Over the past 47 years, Grossman has taught, guided and mentored upward of 9,500 students. “It’s, to me, so exciting that some of them are doing this kind of work,” he said. “They’re all over media.”
Among them are Kathryn Menu, the co-publisher oof The Express News Group, which publishes The Southampton Press, The East Hampton Press and The Sag Harbor Express. During her senior year at college, she took Grossman’s environmental journalism course, which solidified her life path, she said.
“I was inspired by the impact that Karl’s work—and the work of other journalists—had in protecting the public from catastrophe and harm,” she said. “As journalists, a lot of the times, we are writing about trailblazers and those who are actively changing the world for the better—and in Karl’s case, he was that trailblazer and that journalist on the ground exposing the truth and affecting real change.”

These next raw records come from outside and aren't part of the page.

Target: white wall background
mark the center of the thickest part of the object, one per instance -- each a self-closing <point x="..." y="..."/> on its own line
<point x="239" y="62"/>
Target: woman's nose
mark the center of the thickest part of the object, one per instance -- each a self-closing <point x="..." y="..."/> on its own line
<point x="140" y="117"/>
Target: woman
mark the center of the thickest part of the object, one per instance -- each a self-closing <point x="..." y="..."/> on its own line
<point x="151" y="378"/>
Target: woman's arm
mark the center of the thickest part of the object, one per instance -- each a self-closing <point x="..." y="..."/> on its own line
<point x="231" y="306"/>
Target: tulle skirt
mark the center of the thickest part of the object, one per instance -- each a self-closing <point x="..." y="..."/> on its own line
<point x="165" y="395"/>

In 1974, Grossman founded the Press Club of Long Island, which has grown to be one of the largest chapters of the Society of Professional Journalists, the biggest press organization in the United States. He began hosting the nationally aired television program, “Enviro Close-Up,” 34 years ago, and has guest lectured around the world.
Bob DeLuca first crossed paths with Grossman when he was a graduate teaching assistant at the SUNY College of Environmental Science and forestry in Syracuse in the mid-1980s, he said, where the professor was a guest speaker.

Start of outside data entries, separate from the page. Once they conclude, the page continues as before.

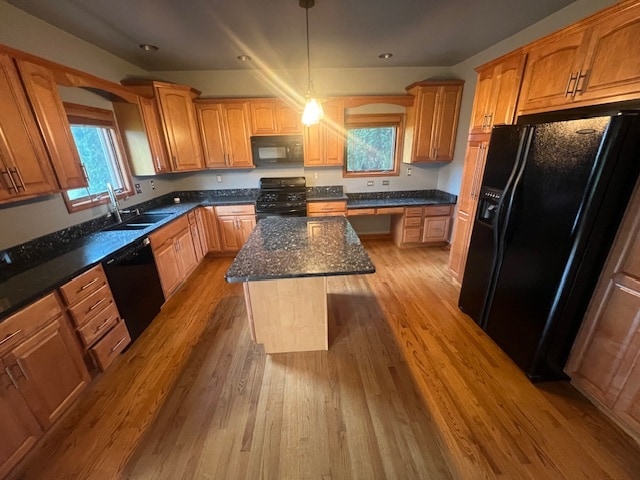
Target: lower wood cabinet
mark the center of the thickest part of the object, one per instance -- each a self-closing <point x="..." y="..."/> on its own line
<point x="42" y="374"/>
<point x="174" y="252"/>
<point x="422" y="225"/>
<point x="235" y="224"/>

“I was very impressed by the critical investigative journalism he had done on the whole proposed Shoreham nuclear plant back in the day,” DeLuca said. “We had lunch the day he came to speak, he encouraged me in my pursuits and I asked him for contact information.”

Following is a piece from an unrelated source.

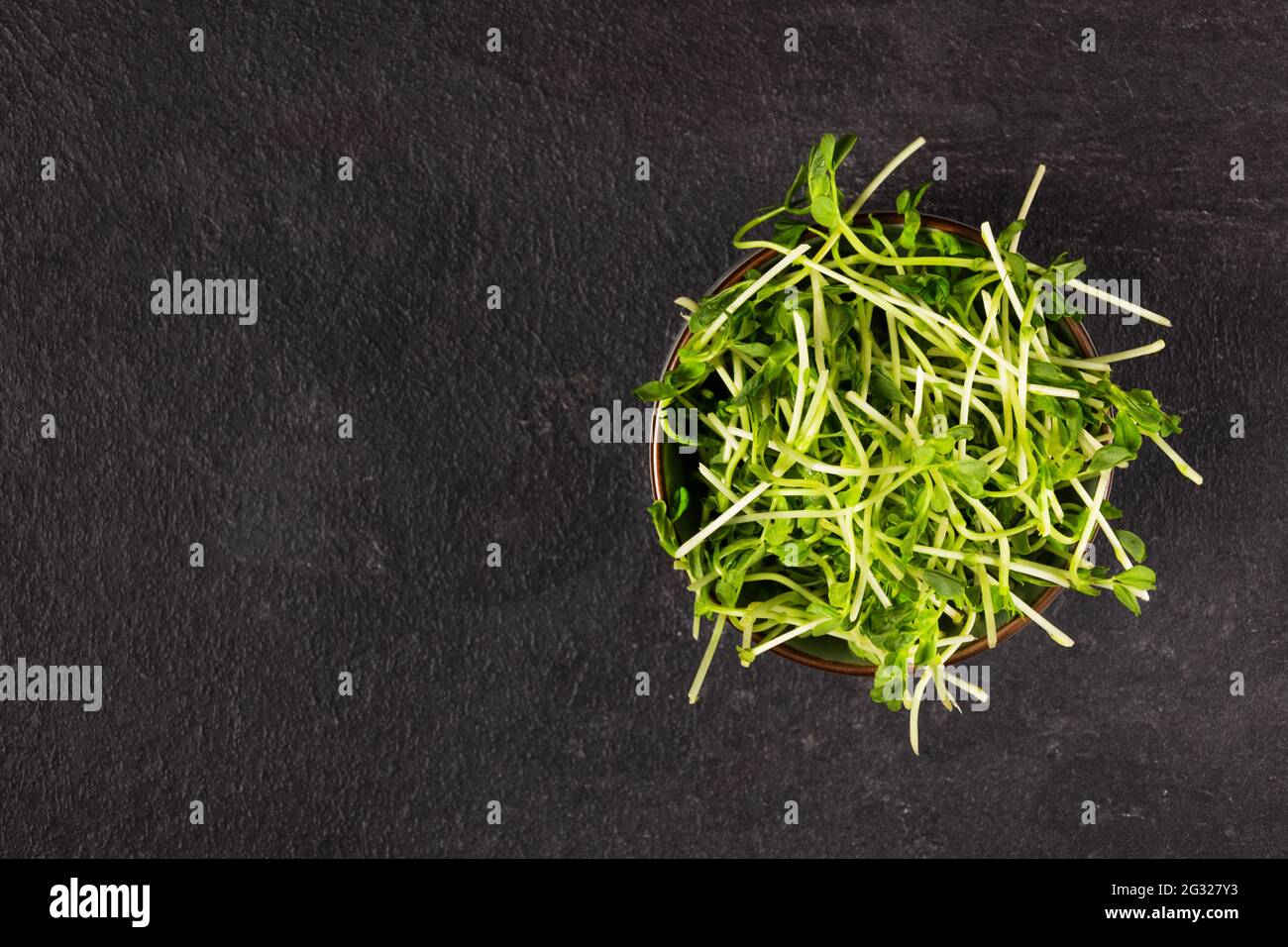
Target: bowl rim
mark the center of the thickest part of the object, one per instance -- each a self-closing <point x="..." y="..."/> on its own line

After completing his master’s degree, DeLuca reached out to Grossman, seeking is advance on where he might look for work on Long Island. The journalist immediately suggested Group for the South Fork.
Today the organization is known as Group for the East End. And DeLuca is now its president.
“It’s not an overstatement to say that but for Karl, my entire career, family and life here on the East End might never have happened,” he said. “So I am ever grateful not only for Karl’s great journalism and investigative writings, but for his belief in me that forever changed my life for the better.”
Moses Nunez echoed that same sentiment. His career as an Emmy-winning senior broadcast engineer for Major League Baseball would likely not exist without Grossman who was his professor at SUNY Old Westbury nearly 10 years ago.
“I genuinely, in my heart of hearts, think he’s one of the greatest professors that I’ve ever had in my entire life,” he said. “And if I could go back in time and just have one more class with him again, I would do it in a heartbeat.”
In the weeks after Grossman announced his retirement, SUNY Old Westbury reached out and asked if he would be willing to teach one class per semester, but online only—investigative reporting in the fall and environmental journalism in the spring.
He couldn’t help but to accept.
In the meantime, he will be working on his eighth book, “Choose Life,” which explores environmental and energy issues whether that be the dangers of nuclear power and the causes of cancer or planet-threatening climate change.
And he, of course, will continue his own work as a newspaper journalist, including penning the “Suffolk Closeup” column in The Express News Group newspapers.
“Not to sound political but when [President] Trump talks about the press being the enemy of the people, from being a kid at The Cleveland Press to being 83 years old today, I have found that the independent free press in the United States continues to be the greatest friend of the people, the great friend of the underdog, not the enemy of the people,” he said. “And I try to, through my 47 years of teaching, imbue my students with that philosophy.”